Quarta não é dia de namorar no sofá? Pois então: O Sofá, de Crébillon Fils vai ajudar a esquentar os ânimos no meio da semana. Considerada “a verdadeira libertinagem”, o livro conta a história de um homem que foi condenado a reencarnar como um sofá e assim acompanhar as aventuras, muitas delas eróticas, que se passam sobre ele. Da página 95: “Enrubecendo pelo que sentia, queimava de vontade de sentir mais; sem imaginar novos prazeres, desejando-os…”.

Fanny Hill - John Cleland

Quinta-feira: Fanny Hill

O final de semana está quase chegando e quinta é um ótimo dia para fantasias mais ousadas. Fanny Hill, Memórias de uma mulher de prazer, de John Cleland, vem causando polêmica desde sua publicação em 1749. Mas com certeza não vai ser censurado na sua casa. Considerada uma ode ao prazer sexual, o livro traz cartas da cortesã Fanny. Sinta um trecho: “com uma das mãos ele gentilmente abriu os lábios daquela luxuriosa boca da natureza, enquanto com a outra inclinou a sua máquina poderosa até aquele ponto de atração”.

Anti-Justine - Erotismo

Sexta-feira: Anti-Justine

Nem pense em dizer que está cansado porque é sexta-feira. Trate de se animar abrindo em qualquer página de Anti-justine, de Restif de La Bretonne. Contrapondo-se às ideias sádicas do Marquês de Sade (que antes escrevera Justine e Os infortúnios da virtude), o narrador dessa história conta onde não há regras morais, apenas a busca do prazer: “As duas moças estavam sentadas ao seu lado, os seios de fora. Ela beijou seus botõezinhos…”

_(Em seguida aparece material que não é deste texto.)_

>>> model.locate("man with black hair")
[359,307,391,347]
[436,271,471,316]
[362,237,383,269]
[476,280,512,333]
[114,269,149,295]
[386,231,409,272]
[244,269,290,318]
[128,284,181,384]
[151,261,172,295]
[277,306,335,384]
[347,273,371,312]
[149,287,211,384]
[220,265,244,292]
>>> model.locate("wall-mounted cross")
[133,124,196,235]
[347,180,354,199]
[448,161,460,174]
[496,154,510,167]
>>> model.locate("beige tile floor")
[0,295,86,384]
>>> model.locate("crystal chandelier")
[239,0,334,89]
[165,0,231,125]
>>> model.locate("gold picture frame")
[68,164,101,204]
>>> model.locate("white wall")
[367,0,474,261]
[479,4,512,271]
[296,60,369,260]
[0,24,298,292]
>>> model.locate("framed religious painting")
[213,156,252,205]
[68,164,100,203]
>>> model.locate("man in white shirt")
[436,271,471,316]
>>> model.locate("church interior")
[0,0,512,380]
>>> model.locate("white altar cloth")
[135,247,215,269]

Teresa filósofa, de autor anônimo do século XVIII, é um dos maiores clássico eróticos da literatura mundial. Ideal para os “embalos” de um sábado à noite. Conta a história da formação de uma jovem tão inocente quanto disposta a colocar em prática todas as lições de seus preceptores. “Nessa posição, era preciso que eu, por complacência, algumas vezes também por gosto, me servisse de fricção de um falo artificial para provocar o meu prazer” diz Teresa na página 132.

Dizem que até Deus descansou no domingo. Mas quem sabe você descansa durante o dia e aproveita as energias poupadas de noite? A indicação para fechar – ou começar – bem a semana é de minha própria autoria. Sei que sou suspeita para falar, mas acredito sinceramente que os poemas e hai-kais de Porno pop pocket são uma boa dica. Sinta o clima: Ele gosta de mulheres com falo no meio das falas / com palavras que pingam e frases que entram rasgando / ele gosta de mulheres que fodem com as regras de gramática / que comem letras quando estão gozando.


Por Paula Taitelbaum, em: [www.lpm-editores.com.br/blog/?p=704]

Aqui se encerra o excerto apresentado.